The technical trade upholds the platonic ideals of truth, beauty, and goodness. They subscribe to the Aristotelian idea that happiness comes from living a perfect life, not from hedonism. And they understand, following Darwin and Nietzsche, that the natural abilities necessary for a good life are unequally distributed within and between population groups. Therefore they are willing to allow discrimination in the service of other transcendent values.

Technology traders want to use scientific innovations to improve and extend their lives and those of their children. They also want to make it accessible to the entire community. They accept this technology even if it goes against the intuition they use—no doubt a useful heuristic in ancestral situations—that normal is sane and abnormal is suspicious.

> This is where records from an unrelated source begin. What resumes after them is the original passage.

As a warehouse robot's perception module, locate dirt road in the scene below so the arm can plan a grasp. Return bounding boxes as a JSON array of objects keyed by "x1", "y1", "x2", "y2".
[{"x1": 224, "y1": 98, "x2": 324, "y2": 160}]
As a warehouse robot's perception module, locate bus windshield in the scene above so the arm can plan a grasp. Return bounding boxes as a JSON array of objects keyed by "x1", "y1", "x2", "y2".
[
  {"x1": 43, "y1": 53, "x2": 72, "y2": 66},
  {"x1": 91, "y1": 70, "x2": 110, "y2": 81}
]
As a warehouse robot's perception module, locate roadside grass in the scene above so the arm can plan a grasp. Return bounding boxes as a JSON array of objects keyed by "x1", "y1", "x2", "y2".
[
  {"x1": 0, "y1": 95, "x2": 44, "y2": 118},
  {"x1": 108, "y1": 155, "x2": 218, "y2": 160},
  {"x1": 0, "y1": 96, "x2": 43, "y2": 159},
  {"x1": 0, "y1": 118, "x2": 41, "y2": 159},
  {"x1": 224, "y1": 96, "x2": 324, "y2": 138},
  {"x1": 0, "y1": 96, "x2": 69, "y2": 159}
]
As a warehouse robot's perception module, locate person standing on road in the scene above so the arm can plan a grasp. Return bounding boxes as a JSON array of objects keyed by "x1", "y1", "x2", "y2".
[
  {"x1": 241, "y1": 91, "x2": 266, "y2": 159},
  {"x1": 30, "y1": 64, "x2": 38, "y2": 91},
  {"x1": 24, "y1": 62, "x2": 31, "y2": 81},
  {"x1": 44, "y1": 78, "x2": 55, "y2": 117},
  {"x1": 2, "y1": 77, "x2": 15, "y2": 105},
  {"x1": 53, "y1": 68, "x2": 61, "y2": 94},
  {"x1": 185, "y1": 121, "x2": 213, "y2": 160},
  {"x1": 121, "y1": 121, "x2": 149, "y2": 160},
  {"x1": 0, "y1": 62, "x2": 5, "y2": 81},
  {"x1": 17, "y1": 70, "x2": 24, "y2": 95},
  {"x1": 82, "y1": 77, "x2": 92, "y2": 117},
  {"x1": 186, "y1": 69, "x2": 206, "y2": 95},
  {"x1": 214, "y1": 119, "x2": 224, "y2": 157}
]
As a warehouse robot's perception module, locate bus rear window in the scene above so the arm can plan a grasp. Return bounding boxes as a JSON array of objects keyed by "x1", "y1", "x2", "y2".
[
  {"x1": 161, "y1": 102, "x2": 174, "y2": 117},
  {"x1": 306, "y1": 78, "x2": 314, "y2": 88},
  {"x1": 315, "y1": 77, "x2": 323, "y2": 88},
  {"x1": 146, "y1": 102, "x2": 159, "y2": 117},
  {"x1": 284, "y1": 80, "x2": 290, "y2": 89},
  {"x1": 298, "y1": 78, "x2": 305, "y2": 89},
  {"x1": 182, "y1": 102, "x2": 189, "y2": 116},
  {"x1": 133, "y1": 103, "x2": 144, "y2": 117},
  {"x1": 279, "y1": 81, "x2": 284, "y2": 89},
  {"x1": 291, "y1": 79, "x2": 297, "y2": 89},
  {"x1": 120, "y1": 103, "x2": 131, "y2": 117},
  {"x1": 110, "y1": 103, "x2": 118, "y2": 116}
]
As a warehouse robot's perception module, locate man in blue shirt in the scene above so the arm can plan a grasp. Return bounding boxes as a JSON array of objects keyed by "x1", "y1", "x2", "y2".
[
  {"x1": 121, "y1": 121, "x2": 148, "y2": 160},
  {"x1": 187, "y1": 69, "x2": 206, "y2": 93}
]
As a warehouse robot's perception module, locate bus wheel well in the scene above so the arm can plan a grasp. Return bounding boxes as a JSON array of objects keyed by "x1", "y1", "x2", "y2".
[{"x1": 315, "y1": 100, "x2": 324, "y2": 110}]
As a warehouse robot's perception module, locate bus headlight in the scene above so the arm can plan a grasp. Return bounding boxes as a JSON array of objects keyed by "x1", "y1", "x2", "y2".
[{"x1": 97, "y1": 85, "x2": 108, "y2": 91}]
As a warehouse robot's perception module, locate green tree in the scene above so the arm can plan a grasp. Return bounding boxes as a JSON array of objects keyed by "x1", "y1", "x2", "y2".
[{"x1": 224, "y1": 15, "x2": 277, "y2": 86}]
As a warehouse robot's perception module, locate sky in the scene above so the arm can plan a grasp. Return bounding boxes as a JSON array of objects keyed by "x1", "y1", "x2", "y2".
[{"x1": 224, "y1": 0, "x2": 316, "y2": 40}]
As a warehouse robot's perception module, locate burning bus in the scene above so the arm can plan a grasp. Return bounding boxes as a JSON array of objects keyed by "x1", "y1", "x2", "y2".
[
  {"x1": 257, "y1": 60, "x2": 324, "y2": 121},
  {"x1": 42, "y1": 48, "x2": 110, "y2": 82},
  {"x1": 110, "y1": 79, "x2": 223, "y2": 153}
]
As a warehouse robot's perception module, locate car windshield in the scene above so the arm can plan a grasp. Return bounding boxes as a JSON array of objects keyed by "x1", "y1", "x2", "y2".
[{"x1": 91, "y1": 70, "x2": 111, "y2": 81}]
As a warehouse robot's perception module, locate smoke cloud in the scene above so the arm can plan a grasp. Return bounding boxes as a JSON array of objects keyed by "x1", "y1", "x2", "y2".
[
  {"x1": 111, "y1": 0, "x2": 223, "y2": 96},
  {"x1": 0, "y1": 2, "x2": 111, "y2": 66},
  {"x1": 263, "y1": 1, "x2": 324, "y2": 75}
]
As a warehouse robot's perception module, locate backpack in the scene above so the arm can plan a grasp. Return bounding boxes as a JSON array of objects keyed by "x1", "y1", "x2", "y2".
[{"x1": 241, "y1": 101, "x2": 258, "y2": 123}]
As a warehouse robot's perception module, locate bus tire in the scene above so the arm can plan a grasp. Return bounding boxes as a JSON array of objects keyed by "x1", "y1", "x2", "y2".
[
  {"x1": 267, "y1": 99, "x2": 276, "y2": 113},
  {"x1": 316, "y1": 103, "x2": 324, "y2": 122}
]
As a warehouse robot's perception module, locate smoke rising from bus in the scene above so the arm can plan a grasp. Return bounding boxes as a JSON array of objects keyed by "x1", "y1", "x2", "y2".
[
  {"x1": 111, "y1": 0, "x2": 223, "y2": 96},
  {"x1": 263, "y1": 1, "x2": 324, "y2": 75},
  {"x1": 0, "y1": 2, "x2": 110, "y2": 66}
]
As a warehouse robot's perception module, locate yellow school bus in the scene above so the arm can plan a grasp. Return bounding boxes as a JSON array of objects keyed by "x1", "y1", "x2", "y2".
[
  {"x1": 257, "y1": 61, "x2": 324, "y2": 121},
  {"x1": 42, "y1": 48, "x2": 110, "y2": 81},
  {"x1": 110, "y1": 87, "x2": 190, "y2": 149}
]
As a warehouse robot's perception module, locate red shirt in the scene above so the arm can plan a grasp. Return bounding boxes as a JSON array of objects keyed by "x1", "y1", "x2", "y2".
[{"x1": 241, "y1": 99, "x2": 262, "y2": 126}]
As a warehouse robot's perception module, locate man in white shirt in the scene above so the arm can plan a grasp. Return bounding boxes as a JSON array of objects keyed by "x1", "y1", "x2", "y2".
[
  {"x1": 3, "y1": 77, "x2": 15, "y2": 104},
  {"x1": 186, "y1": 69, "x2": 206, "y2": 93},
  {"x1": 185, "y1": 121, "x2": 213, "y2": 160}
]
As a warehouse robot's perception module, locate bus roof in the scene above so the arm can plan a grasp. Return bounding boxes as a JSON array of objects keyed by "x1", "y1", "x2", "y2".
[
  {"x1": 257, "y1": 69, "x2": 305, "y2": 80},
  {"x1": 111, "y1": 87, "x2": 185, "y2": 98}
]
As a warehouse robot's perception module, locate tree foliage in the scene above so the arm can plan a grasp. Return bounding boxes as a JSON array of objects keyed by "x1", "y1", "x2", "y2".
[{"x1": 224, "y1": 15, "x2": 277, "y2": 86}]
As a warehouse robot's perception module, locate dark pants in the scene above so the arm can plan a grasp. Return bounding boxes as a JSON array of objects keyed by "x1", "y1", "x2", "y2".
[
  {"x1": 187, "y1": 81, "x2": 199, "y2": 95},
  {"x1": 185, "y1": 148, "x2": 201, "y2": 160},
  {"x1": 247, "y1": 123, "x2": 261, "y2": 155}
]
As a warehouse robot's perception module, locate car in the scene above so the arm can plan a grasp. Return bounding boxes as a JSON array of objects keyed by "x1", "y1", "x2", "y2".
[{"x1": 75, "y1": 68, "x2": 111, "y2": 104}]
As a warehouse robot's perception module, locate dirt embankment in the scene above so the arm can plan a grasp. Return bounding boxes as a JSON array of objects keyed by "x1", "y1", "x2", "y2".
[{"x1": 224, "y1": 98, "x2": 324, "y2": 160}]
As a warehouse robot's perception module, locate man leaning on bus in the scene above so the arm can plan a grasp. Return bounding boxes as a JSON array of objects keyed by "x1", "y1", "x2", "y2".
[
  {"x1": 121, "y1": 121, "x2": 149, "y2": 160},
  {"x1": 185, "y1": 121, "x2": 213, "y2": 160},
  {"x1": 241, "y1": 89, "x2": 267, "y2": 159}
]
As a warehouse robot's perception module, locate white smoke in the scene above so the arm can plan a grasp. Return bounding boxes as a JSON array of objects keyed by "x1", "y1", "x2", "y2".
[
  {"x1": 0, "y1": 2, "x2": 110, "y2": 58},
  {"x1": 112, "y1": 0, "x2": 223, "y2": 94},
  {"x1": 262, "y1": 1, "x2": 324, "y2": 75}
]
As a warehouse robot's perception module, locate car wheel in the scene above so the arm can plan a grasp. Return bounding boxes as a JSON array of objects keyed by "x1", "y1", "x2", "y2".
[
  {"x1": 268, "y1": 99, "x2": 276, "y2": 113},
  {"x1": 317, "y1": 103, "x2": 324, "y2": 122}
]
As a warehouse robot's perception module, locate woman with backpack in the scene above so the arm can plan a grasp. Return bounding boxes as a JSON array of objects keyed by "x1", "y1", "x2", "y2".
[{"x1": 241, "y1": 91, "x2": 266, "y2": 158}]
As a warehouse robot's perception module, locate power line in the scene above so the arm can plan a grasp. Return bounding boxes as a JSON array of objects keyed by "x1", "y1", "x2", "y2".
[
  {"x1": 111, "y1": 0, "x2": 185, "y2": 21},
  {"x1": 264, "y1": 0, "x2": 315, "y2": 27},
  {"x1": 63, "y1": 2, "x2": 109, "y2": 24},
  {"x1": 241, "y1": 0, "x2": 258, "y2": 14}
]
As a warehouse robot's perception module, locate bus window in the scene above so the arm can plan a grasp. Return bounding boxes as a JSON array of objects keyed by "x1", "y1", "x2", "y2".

Like reactionary feminism, “techno-traditionalism” is a meme-age game. But the idea is serious. A reproductive revolution is imminent. Embryonic selection for mental and physical traits is inevitable, and the technology to activate it (gametogenesis in vitro) is only a few years away.

Harrington and Perry are valuable voices in an era of intellectual conformity. Those who call themselves progressives have a right to question whether the "progress" they proclaim is real. However, I think they are wrong on some aspects of reproductive technology.

I write this in a spirit of friendly dissent, realizing that it is better to have an open discussion about the values ​​our civilization is meant to uphold than to wake up drunk in a pub, stumbling around blindfolded and wondering how we are can advance. There.